Chinese wearing queues

Chinese circus performers soon after the Manchu conquest, wearing queues. (Drawing by Johan Nieuhof, 1655–57)

The queue hairstyle (or pigtail) was a mandatory hairstyle worn by all Chinese men from the 1600s to the early 1900s. The queue was a hairstyle in which the front and sides of the head were shaved, and the rest was plaited into a braid.

The queue hairstyle was not merely an imposition but also became an integrated aspect of Chinese society and culture during the Qing Dynasty. It carried various meanings, symbolizing unity, conformity, and the complex dynamics between different ethnic groups and the ruling class.

The queue was initially developed by the Manchu warriors as part of their military outfit to keep their hair out of their faces and safely away from being pulled in close combat.

When the Manchus conquered China, they introduced this originally Manchu military hairstyle as mandatory for all ethnic groups in China, including themselves.

The initial purpose was assimilation; to facilitate the unification of the many diverse Chinese ethnic groups under a single imperial administration, promoting a degree of cultural exchange and integration, despite the persistence of distinct ethnic identities and traditions.

China has always been a diverse nation with a multitude of ethnic groups. When the Manchu people established the Qing Dynasty and expanded their rule over China, they governed a vast territory. The exact number of ethnic groups during the early Qing Dynasty might not be precisely documented as it is today, but there were certainly many.

Today, China officially recognizes 56 ethnic groups, including the Han, who are by far still the largest, plus another 55 ethnic minorities, including the Manchu, Mongol, Hui, Tibetan, Uighur, and Zhuang, among others.
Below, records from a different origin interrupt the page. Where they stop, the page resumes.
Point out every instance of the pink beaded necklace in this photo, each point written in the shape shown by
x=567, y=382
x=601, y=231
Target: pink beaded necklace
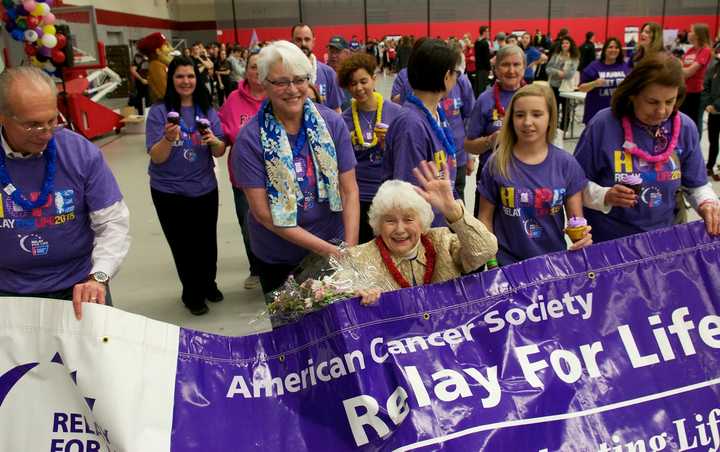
x=632, y=148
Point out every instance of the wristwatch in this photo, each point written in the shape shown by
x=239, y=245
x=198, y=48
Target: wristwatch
x=100, y=277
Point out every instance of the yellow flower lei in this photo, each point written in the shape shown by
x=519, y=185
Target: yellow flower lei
x=356, y=120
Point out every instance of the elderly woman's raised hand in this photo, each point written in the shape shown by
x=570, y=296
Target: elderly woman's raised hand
x=437, y=190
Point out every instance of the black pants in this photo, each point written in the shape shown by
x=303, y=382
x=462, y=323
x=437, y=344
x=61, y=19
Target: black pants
x=365, y=234
x=563, y=118
x=713, y=136
x=691, y=107
x=242, y=210
x=273, y=276
x=64, y=294
x=460, y=181
x=190, y=227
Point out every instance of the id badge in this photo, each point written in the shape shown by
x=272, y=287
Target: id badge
x=300, y=169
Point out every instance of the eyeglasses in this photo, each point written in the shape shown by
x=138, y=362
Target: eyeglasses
x=285, y=84
x=32, y=129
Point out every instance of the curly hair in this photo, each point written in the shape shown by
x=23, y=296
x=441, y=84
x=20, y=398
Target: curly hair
x=353, y=63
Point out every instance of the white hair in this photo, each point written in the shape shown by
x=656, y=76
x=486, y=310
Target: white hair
x=29, y=74
x=507, y=51
x=398, y=194
x=287, y=53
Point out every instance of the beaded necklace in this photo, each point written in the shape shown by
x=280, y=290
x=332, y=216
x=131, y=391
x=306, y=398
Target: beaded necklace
x=632, y=148
x=395, y=272
x=356, y=121
x=48, y=185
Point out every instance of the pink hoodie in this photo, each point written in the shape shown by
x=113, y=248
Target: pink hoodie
x=237, y=110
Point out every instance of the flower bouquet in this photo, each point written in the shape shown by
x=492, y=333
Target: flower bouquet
x=317, y=282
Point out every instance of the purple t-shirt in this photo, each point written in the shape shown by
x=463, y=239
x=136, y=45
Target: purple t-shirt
x=50, y=248
x=599, y=98
x=248, y=163
x=600, y=153
x=409, y=141
x=369, y=160
x=529, y=207
x=485, y=120
x=458, y=106
x=330, y=93
x=401, y=86
x=189, y=169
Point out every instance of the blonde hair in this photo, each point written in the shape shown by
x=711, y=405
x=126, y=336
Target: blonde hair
x=502, y=157
x=398, y=194
x=293, y=60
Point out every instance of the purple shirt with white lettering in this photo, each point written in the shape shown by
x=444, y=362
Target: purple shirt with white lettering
x=485, y=120
x=330, y=93
x=599, y=98
x=409, y=141
x=49, y=248
x=189, y=170
x=458, y=106
x=601, y=154
x=369, y=160
x=248, y=163
x=529, y=212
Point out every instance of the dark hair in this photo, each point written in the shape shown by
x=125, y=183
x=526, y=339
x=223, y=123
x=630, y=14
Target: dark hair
x=352, y=64
x=574, y=52
x=608, y=41
x=429, y=62
x=660, y=69
x=201, y=98
x=300, y=25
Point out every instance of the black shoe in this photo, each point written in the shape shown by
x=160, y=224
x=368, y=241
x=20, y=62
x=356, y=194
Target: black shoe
x=214, y=295
x=199, y=310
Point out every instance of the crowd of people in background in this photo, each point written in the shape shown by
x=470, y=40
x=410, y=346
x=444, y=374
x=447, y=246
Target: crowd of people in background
x=317, y=156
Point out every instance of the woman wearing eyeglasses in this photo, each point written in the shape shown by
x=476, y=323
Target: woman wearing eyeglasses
x=296, y=165
x=422, y=131
x=367, y=119
x=183, y=134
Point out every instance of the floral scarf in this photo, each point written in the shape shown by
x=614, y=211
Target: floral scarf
x=283, y=189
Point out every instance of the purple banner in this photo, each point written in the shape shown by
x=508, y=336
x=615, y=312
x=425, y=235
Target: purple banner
x=612, y=348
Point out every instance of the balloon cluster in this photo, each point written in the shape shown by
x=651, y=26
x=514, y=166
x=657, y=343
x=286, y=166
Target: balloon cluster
x=31, y=22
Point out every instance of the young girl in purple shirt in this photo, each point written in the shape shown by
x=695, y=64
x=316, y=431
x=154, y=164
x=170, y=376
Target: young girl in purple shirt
x=528, y=184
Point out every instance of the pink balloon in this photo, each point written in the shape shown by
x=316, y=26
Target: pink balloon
x=29, y=5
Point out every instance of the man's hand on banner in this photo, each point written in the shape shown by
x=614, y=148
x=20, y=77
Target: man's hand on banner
x=709, y=211
x=88, y=292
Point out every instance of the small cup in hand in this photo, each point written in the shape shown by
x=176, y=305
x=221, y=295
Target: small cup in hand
x=576, y=228
x=203, y=125
x=173, y=118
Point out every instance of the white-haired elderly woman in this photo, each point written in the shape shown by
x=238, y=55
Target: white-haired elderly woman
x=295, y=163
x=406, y=251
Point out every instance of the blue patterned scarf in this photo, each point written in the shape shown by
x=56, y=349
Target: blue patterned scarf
x=283, y=189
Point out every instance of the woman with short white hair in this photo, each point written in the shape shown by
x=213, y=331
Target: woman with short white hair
x=296, y=165
x=406, y=251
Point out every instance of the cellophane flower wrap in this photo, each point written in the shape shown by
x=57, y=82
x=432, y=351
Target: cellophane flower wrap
x=318, y=282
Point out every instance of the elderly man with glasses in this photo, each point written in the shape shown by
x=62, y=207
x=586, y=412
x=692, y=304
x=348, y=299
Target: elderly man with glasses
x=63, y=223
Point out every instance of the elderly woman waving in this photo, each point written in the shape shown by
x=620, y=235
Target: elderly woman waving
x=296, y=165
x=406, y=251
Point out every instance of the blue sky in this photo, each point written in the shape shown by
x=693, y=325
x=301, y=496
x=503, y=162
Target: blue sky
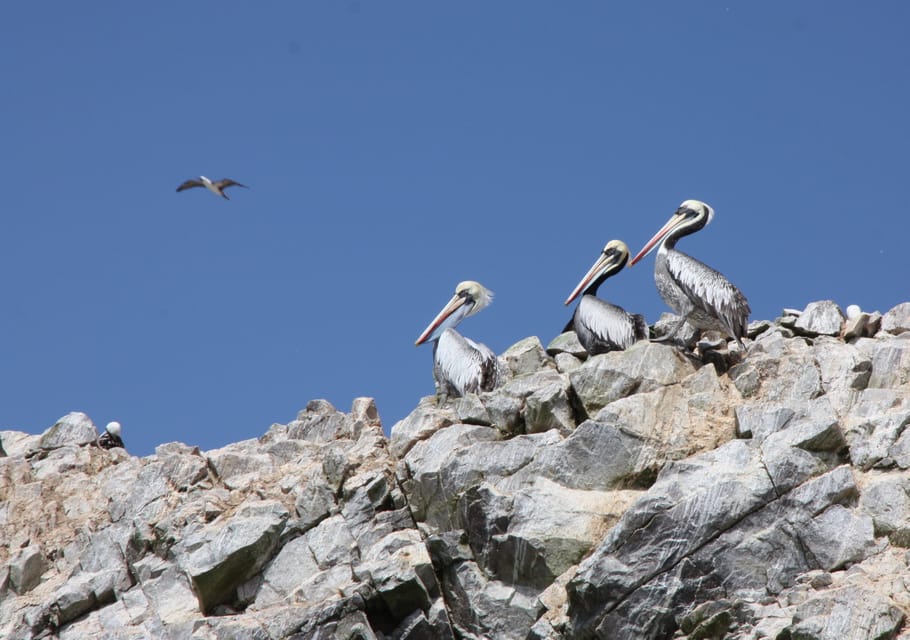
x=392, y=150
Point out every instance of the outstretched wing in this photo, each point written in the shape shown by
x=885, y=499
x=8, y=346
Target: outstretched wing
x=189, y=184
x=227, y=182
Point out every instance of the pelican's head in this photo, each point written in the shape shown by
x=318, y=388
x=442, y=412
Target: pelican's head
x=693, y=208
x=470, y=297
x=688, y=218
x=475, y=294
x=611, y=261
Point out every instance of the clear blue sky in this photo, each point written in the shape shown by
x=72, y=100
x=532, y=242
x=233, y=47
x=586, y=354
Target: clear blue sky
x=392, y=150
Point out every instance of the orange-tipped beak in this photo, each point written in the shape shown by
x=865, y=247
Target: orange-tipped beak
x=450, y=308
x=599, y=265
x=674, y=220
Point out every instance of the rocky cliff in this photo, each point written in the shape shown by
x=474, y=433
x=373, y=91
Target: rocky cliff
x=637, y=494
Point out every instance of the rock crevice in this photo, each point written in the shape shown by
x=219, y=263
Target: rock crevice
x=636, y=494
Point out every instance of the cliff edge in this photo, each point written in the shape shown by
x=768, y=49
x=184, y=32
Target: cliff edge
x=637, y=494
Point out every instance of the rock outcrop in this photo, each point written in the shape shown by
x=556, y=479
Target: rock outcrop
x=639, y=494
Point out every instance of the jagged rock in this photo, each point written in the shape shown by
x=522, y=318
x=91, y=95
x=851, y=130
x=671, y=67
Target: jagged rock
x=687, y=335
x=778, y=370
x=420, y=424
x=16, y=443
x=74, y=428
x=526, y=356
x=25, y=569
x=897, y=319
x=677, y=420
x=644, y=366
x=566, y=362
x=875, y=426
x=494, y=516
x=891, y=363
x=886, y=499
x=820, y=318
x=567, y=343
x=221, y=557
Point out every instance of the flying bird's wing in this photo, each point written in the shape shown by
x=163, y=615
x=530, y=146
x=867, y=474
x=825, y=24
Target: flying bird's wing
x=227, y=182
x=189, y=184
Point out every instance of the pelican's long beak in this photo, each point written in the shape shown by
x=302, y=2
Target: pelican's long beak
x=453, y=305
x=603, y=263
x=675, y=219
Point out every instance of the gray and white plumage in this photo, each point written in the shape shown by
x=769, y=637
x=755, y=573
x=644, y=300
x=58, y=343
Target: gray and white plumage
x=111, y=436
x=216, y=187
x=697, y=293
x=460, y=365
x=600, y=325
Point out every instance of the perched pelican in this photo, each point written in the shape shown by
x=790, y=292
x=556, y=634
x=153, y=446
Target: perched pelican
x=111, y=436
x=695, y=291
x=215, y=187
x=602, y=326
x=461, y=365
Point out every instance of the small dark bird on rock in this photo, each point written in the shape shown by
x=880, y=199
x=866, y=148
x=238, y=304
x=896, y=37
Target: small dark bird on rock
x=111, y=436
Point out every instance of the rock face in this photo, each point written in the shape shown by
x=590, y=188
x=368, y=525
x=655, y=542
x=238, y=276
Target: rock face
x=636, y=494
As the dynasty progressed, the queue began to be seen less as a symbol of unity and more as a symbol of Manchu dominance and Han Chinese subjugation

At the end of the Qing Dynasty, there was increasing resistance against the queue among the Han population. The Manchus, despite changes and challenges, generally continued to maintain the queue as a part of their own cultural identity, not sensing it as subjugation but rather as a sign of unity and belonging, as had been the intention in the beginning.